Imagine, if you will, a day when the term “wireless” had a lot to do with Morse code. In those days if you wanted to transmit signals, you had to get a license from your national regulatory authority, which in the United States is the Federal Communications Commission. One of the areas where you had to pass a rigorous test was in antenna design. Since then, things have changed a lot.
Probably the thing that’s changed the most is that people are allowed to operate radio transmitters without a license, which means, among other things, that you don’t need to take and pass a test before you can use your WiFi router or your cell phone. But it also means that most people don’t really understand how a radio antenna works, or for that matter, what it does.
iPhone 4: What’s All the Hoopla About? Find Out Here
The reason I mention this is the current round of complaints about poor reception with the iPhone 4. Apple’s response is to not hold the device so that your fingers cover that thin black band on the lower left of the iPhone 4’s outside edge. The reason this causes a reception problem is that this thin black band (and a similar one on the other side of the device) is actually the insulator that separates two antennas, one for the UHF part of AT&T’s voice band and the other the microwave 3G, WiFi and GPS signals.
When you touch this thin black band, you provide an electrical pathway between these two antennas. How much of a pathway you create depends on your personal physiology and the conductivity of your hands. Your hands can change these characteristics when they’re wet, and especially if they’re sweaty, since perspiration contains salt, which aids in conduction.
It’s part of the basic design of the iPhone 4’s antenna that you can affect its reception in this way, but that doesn’t translate into saying that it’s a bad design. Like the antenna design in every other cell phone, the iPhone 4 design is a compromise. The engineers who designed it had to choose between an efficient antenna that would overcome some of the reception problems that had spurred earlier complaints and some worse reception problems that currently plague other smartphones.
In most wireless devices these days, the antenna is printed on the main circuit board, or one that’s situated next to it. It looks like a copper zig-zag design, and it’s usually under the keyboard or the battery, although there are many places where the designers place them in the interests of looks, convenience or sometimes efficiency.

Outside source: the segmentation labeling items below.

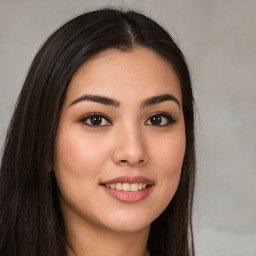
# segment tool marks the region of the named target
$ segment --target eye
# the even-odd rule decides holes
[[[171,115],[166,113],[157,113],[150,116],[145,124],[152,126],[168,126],[170,124],[174,124],[175,122],[176,120],[173,119]]]
[[[89,115],[86,115],[82,119],[80,119],[81,123],[84,123],[87,126],[110,126],[112,123],[109,121],[109,119],[104,116],[103,114],[99,113],[91,113]]]

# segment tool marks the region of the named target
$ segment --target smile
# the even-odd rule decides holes
[[[116,189],[120,191],[132,191],[136,192],[139,190],[143,190],[147,187],[146,183],[112,183],[112,184],[106,184],[107,188]]]
[[[149,196],[154,183],[142,176],[121,176],[100,184],[111,197],[125,203],[136,203]]]

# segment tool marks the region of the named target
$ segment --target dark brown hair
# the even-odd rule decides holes
[[[152,223],[151,256],[194,255],[194,100],[184,56],[171,36],[135,11],[102,9],[64,24],[41,47],[27,74],[7,132],[0,173],[0,255],[65,256],[68,242],[49,168],[60,111],[74,72],[105,50],[146,47],[167,60],[182,90],[186,152],[177,192]]]

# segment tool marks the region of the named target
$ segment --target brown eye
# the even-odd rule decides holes
[[[112,125],[107,117],[101,114],[90,114],[80,120],[81,123],[84,123],[88,126],[109,126]]]
[[[160,113],[152,115],[150,118],[148,118],[145,124],[152,126],[167,126],[175,122],[176,121],[172,118],[172,116],[165,113]]]
[[[162,123],[162,117],[161,116],[152,116],[149,118],[152,125],[160,125]]]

Antenna Display Fine Engineering, Poor Usability
Apple’s engineers took an innovative approach to creating antennas with good access to free space, appropriate physical and electrical length for the frequencies required, and a robust physical design. It’s much better in many ways from the little wire pull-up antennas that used to plague cell phones. It’s also a more efficient design than those zig-zag antennas buried in the innards of most other devices. But it is subject to user interaction.
But user interaction is a factor in every phone, regardless of maker or design. One way or another, users can find a way to interfere with radio reception regardless of the phone. With the iPhone 4, you can do it by putting your hand on that little black strip. With the Nokia 100 (this goes way back), you could do it by touching that little wire antenna that stuck up from the top.
At this point, I’m going to totally ruin the day for those iPhone partisans who are just waiting for an excuse to yell at me. When I looked at the interior of the iPhone 4, I was struck by the elegance of the device’s antenna design. It was clear from the first glance that there would be an issue with people touching the antenna, but it seemed to me at the time that that risk was worth it given the efficient radiators that those outside strips of metal had become.
From an engineering viewpoint, the iPhone 4 has a seriously good antenna design. From a usability viewpoint, not so much. Perhaps the inclusion of a thin layer of clear plastic might have helped, or even a sticker with an arrow pointing to the gap and the words, “Don’t hold phone here” might have been enough. But once you know that when your hand covers that gap you will get poor reception, then you will know not to do it.
Given the location of the iPhone 4’s antenna, it was a sure thing that the reception would have been affected by being held, if only because the user’s hand can change the overall capacitance of the system, and that in turn can affect the efficiency of the antenna. Given the fact that the design overall will result in better reception than if it had been placed internally, it’s a net gain. There’s really nothing wrong with the iPhone 4’s antenna that a little knowledge about antennas won’t fix.